Notizie Notizie Italia Italia: la manovra non convince appieno S&P, permane il rischio downgrade

Italia: la manovra non convince appieno S&P, permane il rischio downgrade

1 Luglio 2011 13:41

Quanto influirà la manovra economica appena lanciata dal ministro Tremonti sulla crescita effettiva del Paese? Questo pare essere il vero banco di prova del nuovo decreto sui conti pubblici, se è vero che l’agenzia di rating Standard&Poors esprime ancora dubbi sui rischi di crescita troppo debole per l’Italia. Ecco perché, nonostante la manovra da 47 miliardi appena passata all’esame del Consiglio dei Ministri, resta la possibilità di downgrade da parte dell’agenzia di rating, che pure valuta positivamente alcuni punti della manovra, come il blocco dei salari dei dipendenti pubblici. S&P riconosce che diverse misure adottate incrementeranno indirettamente la competitività” ma l’Italia abbia bisogno di cambiamenti più radicali. “È nostra opinione – rimarca la nota odierna di S&P – che saranno necessarie riforme microeconomiche e macroeconomiche ben più sostanziali”.

 

La manovra, su cui prossimamente verrà posta la fiducia in Parlamento, avrà un impatto di 1,5 miliardi nel 2011, 5,5 nel 2012 e 20 miliardi sia nel 2013 che nel 2014, anno in cui, secondo gli obiettivi, si dovrebbe raggiungere il pareggio di bilancio. Nelle intenzioni del governo, in direzione della produttività e della crescita nazionale, indispensabili perché il risanamento sia sostenibile, vanno misure quali la detassazione del salario di produttività nelle imprese, o l’aliquota fiscale di favore (il 5%) per i giovani imprenditori che avviano una nuova attività. Altro impegno preso da Tremonti a favore delle attività produttive è la graduale abolizione dell’Irap, attraverso l’introduzione di un regime fiscale con quattro sole imposte: l’Irpef a tre aliquote (invece che le attuali cinque), l’Ires, l’Iva e la nuova imposta sui servizi, che comprenderà le imposte di registro, ipotecali e catastali, sulle concessioni governative e sui contratti di Borsa.

 

E proprio sulle transazioni finanziarie si è avuto nella serata di ieri il dietrofront del governo, dopo le proteste scatenate tra banche e intermediari finanziari dalle previste imposte dell’1,5 per mille sulle compravendite di titoli e del 35% sugli utili provenienti dal trading di azioni e derivati.
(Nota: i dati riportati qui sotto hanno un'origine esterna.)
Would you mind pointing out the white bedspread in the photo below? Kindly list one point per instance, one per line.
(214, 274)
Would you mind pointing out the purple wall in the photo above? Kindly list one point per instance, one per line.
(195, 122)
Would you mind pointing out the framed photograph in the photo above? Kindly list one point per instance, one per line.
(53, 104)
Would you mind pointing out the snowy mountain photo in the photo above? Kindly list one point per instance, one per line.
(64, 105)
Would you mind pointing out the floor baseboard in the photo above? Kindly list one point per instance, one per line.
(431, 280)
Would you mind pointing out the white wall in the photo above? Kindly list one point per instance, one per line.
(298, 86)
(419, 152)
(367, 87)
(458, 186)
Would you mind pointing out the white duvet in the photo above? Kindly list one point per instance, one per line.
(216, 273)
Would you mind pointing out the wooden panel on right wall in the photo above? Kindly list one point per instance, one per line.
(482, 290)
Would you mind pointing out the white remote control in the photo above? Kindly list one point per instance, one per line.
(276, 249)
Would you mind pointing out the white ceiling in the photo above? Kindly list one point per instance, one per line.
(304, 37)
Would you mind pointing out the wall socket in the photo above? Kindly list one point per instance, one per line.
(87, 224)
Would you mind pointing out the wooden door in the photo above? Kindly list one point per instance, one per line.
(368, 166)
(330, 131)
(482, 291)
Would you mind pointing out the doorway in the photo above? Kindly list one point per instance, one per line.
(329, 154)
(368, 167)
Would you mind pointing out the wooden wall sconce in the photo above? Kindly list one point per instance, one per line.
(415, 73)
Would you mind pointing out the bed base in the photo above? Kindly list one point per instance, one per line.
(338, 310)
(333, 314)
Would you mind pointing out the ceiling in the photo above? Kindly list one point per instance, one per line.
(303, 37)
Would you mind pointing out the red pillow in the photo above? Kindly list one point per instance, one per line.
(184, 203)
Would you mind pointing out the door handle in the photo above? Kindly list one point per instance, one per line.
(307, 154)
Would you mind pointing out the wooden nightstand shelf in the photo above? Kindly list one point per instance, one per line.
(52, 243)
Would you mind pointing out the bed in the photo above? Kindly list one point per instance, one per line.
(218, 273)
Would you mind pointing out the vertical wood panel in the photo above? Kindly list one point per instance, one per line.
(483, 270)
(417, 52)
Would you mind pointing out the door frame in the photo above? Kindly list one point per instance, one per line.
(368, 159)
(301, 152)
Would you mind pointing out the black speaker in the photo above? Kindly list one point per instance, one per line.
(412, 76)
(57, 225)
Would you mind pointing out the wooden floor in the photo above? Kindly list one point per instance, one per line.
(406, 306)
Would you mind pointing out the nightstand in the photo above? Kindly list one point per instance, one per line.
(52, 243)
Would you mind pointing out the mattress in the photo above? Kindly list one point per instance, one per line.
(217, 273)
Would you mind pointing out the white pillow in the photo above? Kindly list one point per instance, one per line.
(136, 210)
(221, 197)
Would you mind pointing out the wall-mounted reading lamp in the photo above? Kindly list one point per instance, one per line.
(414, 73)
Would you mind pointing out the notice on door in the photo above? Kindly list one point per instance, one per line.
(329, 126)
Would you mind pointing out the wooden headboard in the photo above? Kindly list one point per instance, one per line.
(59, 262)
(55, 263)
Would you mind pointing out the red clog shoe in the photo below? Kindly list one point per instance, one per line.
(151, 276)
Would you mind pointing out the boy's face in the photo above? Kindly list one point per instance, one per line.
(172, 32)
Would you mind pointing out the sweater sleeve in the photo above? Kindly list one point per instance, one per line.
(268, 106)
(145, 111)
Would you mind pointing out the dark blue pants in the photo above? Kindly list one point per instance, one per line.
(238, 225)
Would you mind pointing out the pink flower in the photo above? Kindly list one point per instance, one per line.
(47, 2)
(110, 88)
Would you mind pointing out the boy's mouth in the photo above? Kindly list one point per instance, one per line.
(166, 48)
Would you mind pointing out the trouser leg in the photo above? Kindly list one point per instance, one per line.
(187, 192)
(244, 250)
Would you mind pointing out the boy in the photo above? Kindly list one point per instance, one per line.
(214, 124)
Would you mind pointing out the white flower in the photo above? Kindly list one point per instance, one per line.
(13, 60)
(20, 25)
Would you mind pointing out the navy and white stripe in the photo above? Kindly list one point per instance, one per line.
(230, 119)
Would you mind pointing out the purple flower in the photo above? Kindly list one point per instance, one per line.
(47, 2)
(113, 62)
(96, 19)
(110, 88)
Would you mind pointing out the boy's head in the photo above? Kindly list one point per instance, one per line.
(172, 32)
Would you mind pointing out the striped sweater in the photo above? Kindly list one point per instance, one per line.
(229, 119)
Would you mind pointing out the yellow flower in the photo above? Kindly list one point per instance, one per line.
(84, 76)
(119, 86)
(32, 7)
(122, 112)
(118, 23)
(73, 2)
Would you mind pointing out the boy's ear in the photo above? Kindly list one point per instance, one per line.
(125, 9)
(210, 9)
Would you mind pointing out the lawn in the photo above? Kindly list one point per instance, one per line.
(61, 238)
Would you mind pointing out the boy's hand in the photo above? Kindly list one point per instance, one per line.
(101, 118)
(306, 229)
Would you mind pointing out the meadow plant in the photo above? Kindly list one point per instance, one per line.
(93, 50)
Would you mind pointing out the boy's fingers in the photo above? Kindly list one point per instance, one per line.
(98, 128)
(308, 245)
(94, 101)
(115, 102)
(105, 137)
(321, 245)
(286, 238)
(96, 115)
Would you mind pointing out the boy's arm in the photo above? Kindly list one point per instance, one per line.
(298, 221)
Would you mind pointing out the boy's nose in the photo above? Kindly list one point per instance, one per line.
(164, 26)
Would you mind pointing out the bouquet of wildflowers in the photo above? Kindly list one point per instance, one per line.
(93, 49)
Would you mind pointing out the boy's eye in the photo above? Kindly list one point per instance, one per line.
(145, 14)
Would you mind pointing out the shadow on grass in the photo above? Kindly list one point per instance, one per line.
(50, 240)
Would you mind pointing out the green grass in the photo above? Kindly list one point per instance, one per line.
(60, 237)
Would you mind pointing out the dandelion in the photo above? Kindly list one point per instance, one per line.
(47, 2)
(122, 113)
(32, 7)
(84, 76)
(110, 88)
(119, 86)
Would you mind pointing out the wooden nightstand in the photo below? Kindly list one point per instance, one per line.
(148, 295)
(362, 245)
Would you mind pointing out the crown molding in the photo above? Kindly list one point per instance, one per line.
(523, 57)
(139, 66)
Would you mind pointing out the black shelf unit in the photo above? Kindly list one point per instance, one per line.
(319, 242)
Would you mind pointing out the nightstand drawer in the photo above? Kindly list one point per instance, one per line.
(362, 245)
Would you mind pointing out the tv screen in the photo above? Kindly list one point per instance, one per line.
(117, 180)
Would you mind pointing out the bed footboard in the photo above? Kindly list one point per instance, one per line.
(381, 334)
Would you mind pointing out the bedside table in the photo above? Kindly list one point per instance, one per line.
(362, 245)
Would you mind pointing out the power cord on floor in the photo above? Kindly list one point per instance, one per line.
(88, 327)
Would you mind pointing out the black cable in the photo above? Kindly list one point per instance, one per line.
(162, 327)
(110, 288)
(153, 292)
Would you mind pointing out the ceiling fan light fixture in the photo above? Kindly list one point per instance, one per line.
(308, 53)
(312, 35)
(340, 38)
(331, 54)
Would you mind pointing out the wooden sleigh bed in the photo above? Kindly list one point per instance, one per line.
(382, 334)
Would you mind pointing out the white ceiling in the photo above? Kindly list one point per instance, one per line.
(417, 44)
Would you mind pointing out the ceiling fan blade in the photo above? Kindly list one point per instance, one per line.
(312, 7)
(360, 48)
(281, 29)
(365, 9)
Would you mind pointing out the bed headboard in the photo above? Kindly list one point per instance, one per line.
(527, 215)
Queste misure dovrebbero ora essere sostituite rispettivamente da un aumento nell’imposta di bollo già applicata al deposito titoli, e da un’addizionale del 7%  sul trading finanziario. I prelievi sulle rendite finanziarie, escluse quelle derivanti dai titoli pubblici, si adegueranno al 20% degli altri paesi europei. Altre revisioni rispetto alla prima bozza della manovra ci sono state riguardo alla tassa sui Suv, non più da applicare alle vetture con più di 170 cavalli ma a quelle con oltre 300 cavalli, ma anche riguardo al temuto ticket da 10 euro sui farmaci, per ora lasciato in sospeso fino a data da destinarsi.

 

Non si fermano invece i tagli alla spesa pubblica, che ricadono soprattutto sugli enti locali (9,6 miliardi), né il congelamento degli stipendi e delle pensioni dei dipendenti pubblici. Innalzata l’età pensionabile delle donne dipendenti del settore privato, con un aumento graduale da 60 a 65 anni a partire dal 2020 (e non  dal 2012 come precedentemente previsto) con ultimo scaglione a 65 anni nel 2032.

 

Sospesi invece i provvedimenti destinati al taglio dei costi della politica: di tutte le proposte presentate negli scorsi giorni sopravvive praticamente solo il taglio del 10% del finanziamento ai partiti, la diminuzione delle auto blu (una volta rottamate quelle in uso) e la stretta sugli stipendi dei ministri. E comunque si tratta di misure da attuarsi non prima della prossima legislatura.